Developing Persistent Identifier module for Omeka-S

Matthew · April 22, 2021, 6:06pm

The Omeka team is currently planning the development of a Persistent Identifier (PID) module for Omeka-S, which will allow users the option of assigning PIDs to Omeka items for the purpose of stable ongoing URL linking and reference. The module will be able to both mint/assign new PIDs to items, as well as retrieve and update existing PIDs for imported items. It will also be designed in a flexible way in order to accommodate different PID services such as DOI, ARK, Handles etc.

One central issue to implementation is how Omeka-S item URLs are currently assigned. There is no internal persistent URL/landing page for an item: the URL depends on the Omeka-S Site where the item is published, and an item may have multiple URLs if it is published on more than one Site. Thus there is currently no obvious single URL to point a PID at for a given Omeka-S object.

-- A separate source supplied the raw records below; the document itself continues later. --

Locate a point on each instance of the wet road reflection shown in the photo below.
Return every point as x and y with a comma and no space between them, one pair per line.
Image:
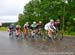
30,47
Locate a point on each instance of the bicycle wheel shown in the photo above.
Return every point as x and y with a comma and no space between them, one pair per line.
59,36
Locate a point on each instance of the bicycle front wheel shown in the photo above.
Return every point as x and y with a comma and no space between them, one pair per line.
59,36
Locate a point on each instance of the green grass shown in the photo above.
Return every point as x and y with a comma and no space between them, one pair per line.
69,34
3,28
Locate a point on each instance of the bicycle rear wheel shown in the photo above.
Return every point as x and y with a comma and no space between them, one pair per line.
59,36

We have a few ideas for addressing this issue, but would like to hear more from our user community. Which of the following options makes the most sense to you? Do you use or plan to use PIDs in your collections, and how would you like to see them integrated with Omeka-S?

Option 1: On the Site Resources page, include an option to ‘Update Persistent Identifiers’, which will go through all items assigned to the site and either mint/assign a PID, or retrieve a PID from the items identifier field and use the PID API service to update that item’s PID target to the current Item URL.

Pros: item page will retain theme/branding
Cons: updating/assigning PIDs will require user intervention whenever items are added/removed, items on multiple Sites can only have one PID targeted URL

Option 2: Ability to create a separate, site-agnostic landing page for an item, and assign the PID to point to this page.

Pros: a single, stable URL for a PID to point to no matter if the item is published to a Site or multiple Sites
Cons: a ‘generic’ landing page with no Site-specific theme or branding

Option 3: similar to option 1, but PIDs are assigned independently within the context of each Site. In other words, an item on multiple Sites would have multiple PIDs, each pointing to the item on each separate Site.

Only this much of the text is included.